Os
projetos urbanos principalmente das médias e grandes cidades atendem às
projeções que as grandes empresas e empreiteiras fazem para seu próprio
beneficiamento. Esses projetos se vinculam aos interesses daqueles que
financiam as campanhas políticas, se valem de propriedades e terrenos do Estado
e, muitas vezes, são feitos através de leilões irregulares, construídos com
ausência de estudos de impacto de vizinhança e impacto ambiental, sem a
autorização das instituições competentes. Uma das artimanhas da especulação
imobiliária é valorizar determinadas regiões da cidade em detrimento de outras
e, quando nessas regiões de interesse residem as pessoas de menor poder
aquisitivo, estas são desapropriadas de suas casas, sendo remanejadas para outros
locais, quase sempre nas periferias da cidade. Sem chance de escolha, sem
diálogo.
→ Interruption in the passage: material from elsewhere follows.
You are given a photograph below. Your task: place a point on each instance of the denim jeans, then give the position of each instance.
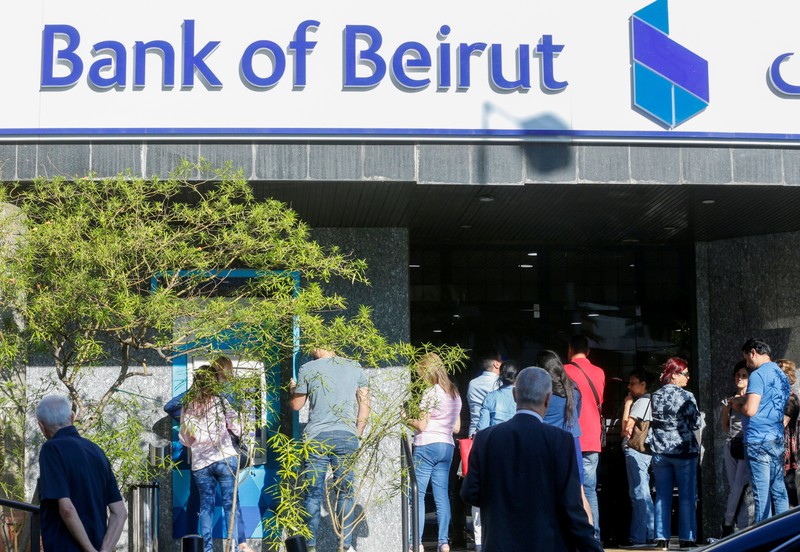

Deixo aqui a indicação do filme: Aquarius (2016).
A
própria lógica da construção desses empreendimentos faz com que a população não
se sinta incluída nessas novas paisagens, como se as pessoas estivessem fora de
contexto. Inclusive pelo tipo de policiamento racista que o Estado emprega
nessas regiões. Isso muda toda uma relação do indivíduo com a cidade, faz com
que se perca a territorialidade que os moradores haviam construído em
determinados lugares, processos esses, que privatizam e restringem o acesso. Um
grande exemplo da negação do espaço público para grandes parcelas da sociedade
são as conhecidas “torres gêmeas” em Recife, no Pernambuco. Elas não possuem relação
cultural alguma com aquela região do centro da cidade, onde foram construídas.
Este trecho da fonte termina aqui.